La crise du logement s’est transformée en "urgence" en Europe. Dans de nombreux États membres, nombre de citoyens, peinent désormais à acheter ou même à louer un logement. Le commissaire européen au Logement, Dan Jørgensen, assure que Bruxelles prend la situation "extrêmement au sérieux".
Les prix de l’immobilier et des loyers sont devenus de plus en plus difficiles à supporter dans l’Union européenne. Selon les données de la Commission européenne, les prix des logements ont bondi d’environ 60 % au cours des dix dernières années, tandis que les loyers ont augmenté de plus de 20 % sur la même période.
"Dans de nombreuses villes européennes, les prix sont beaucoup trop élevés", a déclaré Dan Jørgensen à Europe Today, l’émission matinale d’Euronews.
"Nous voyons des personnes ordinaires, avec des emplois ordinaires, incapables de trouver un logement. Elles sont chassées des villes où elles travaillent comme policiers, infirmières, enseignants, etc. C’est totalement inacceptable et nous devons agir", a-t-il ajouté.
Bruxelles veut agir malgré des compétences limitées
L’Union européenne ne dispose pourtant d’aucune compétence directe ni d’aucun pouvoir législatif en matière de logement. Mais pour Dan Jørgensen, cela ne doit pas empêcher Bruxelles d’intervenir.
"Il est important que l’Union européenne reconnaisse que c’est aussi un problème européen. Nous devons donc apporter des solutions depuis Bruxelles", explique le commissaire.
Ses déclarations interviennent après la présentation par la Commission européenne de nouvelles règles destinées à donner aux autorités nationales et locales un cadre juridique plus clair pour limiter les locations de courte durée. Ces mesures s’inscrivent dans le cadre de l’Affordable Housing Act, le plan européen consacré au logement abordable.
Dans plusieurs grandes villes européennes, de Lisbonne àBarcelone en passant par Bruxelles, les habitants dénoncent l’impact des plateformes de location touristique comme Airbnb. Selon eux, ces locations retirent des logements du marché traditionnel et contribuent à faire grimper les prix.
À l’échelle de l’Union européenne, les locations de courte durée ne représentent pourtant que 1,2 % du parc immobilier. Dans certaines destinations touristiques très prisées, elles peuvent toutefois atteindre jusqu’à 20 % des logements.
"Dans certaines villes, ces locations de courte durée ont chassé des habitants de leur logement parce qu’il est plus rentable de les louer à la nuitée", estime Dan Jørgensen.
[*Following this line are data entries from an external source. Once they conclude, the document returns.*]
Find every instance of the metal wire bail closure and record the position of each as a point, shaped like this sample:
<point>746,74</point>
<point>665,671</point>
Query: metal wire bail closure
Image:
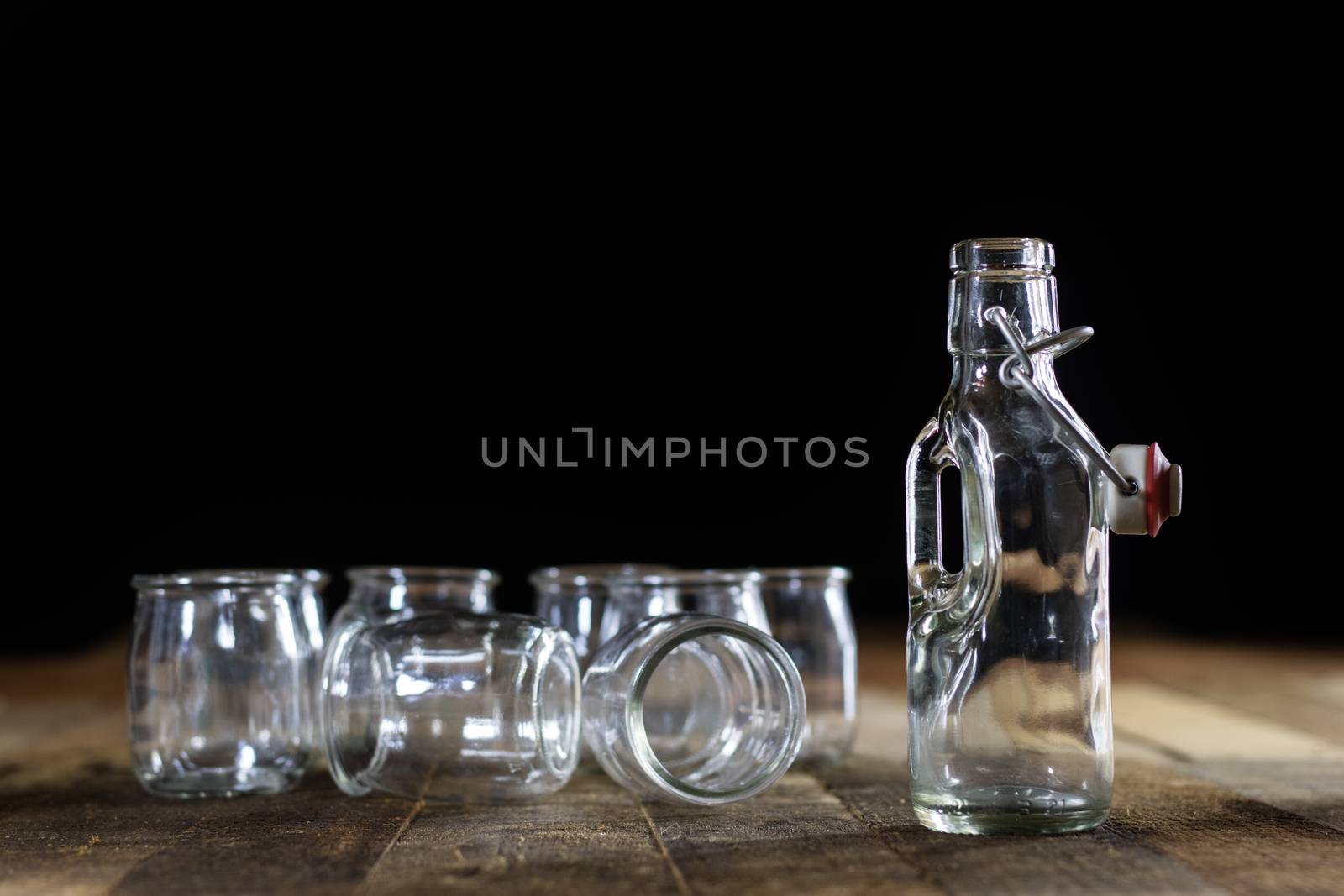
<point>1015,372</point>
La Commission souligne que, dans plusieurs pays, les autorités locales ont déjà tenté de prendre des mesures pour faire baisser les prix. Mais certaines se sont retrouvées confrontées à des recours engagés par les opérateurs, qui contestaient la compatibilité de ces mesures avec le droit européen.
Les nouvelles règles doivent justement apporter davantage de "clarté et de prévisibilité" aux collectivités qui souhaitent encadrer les plateformes dans les zones confrontées à une forte tension sur le logement.
"Lorsque c’est le cas, nous donnons désormais aux États membres une base juridique pour réglementer ces activités. Nous leur donnons la possibilité d’agir concrètement face à ce problème important", affirme le commissaire.
Une urgence aussi sociale
Au-delà des prix, Dan Jørgensen met en garde contre les conséquences sociales et économiques de la crise du logement.
Selon lui, les difficultés d’accès à un logement empêchent certains Européens de « fonder une famille, d’obtenir l’emploi qu’ils souhaitent ou de suivre la formation dont ils ont besoin ».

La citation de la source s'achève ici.